No risk, it will make your cones a little bigger and you get a tiny amount of extra lupulin on the seed coats.






Let it pollinate all your cones this one time, then rip it out and grow a female in its place. 
Check out the picture in the paragraph titled "Seeded vs Seedless hops" HERE: Scroll down about 
a third of the page to the paragraph titled: Seeded vs Seedless hops.
There are lots of wild hops growing all over the UK, so you find occasional seeds in their diploid hops.
Commercial growers don't like seeded hops because of processing problems ...seeds leach out 
fats when they get crushed.
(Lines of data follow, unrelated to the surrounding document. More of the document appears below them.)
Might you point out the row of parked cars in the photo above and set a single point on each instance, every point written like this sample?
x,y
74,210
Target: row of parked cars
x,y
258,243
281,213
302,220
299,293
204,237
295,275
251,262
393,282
Male hops are illegal over certain areas of Europe because of this.

Of course you could take up hop breeding as a hobby as getting a good male is the first step.

Rupert.


----------



## randyrob (29/2/08)

you've talked me into it rupert!

i might still keep it next season, just far away from my usual crop.

thanks for taking the time and effort to respond!

how is your crop going this year? surely u've got some pics we can all drool over?

Rob.


----------



## Cannabaceae (1/3/08)

randyrob said:


> you've talked me into it rupert!
> 
> i might still keep it next season, just far away from my usual crop.
> 
> ...


It is going well, though had a spider mite problem, I used emulsiied neem oil at 10ml/litre.
I keep a close eye out for them with my jewellers loupe x20 mag, so I can hit them early.
Here is the Chinook the first one to finish with a Hersbrucker coming on in the background.





Same Chinook lower down:




Golding:




Hersbrucker:




Hallertau:




Perle:




Wuertemberger, it's still growing, this was taken Feb 11th:




Cascade is still growing, this was taken Feb 17th:




Glad to get around posting some hop pics for you guys, have enjoyed
looking through this thread.
Rupert.


----------



## Guest Lurker (1/3/08)

Hmm my crop is looking puny. Nice work.


----------



## domonsura (1/3/08)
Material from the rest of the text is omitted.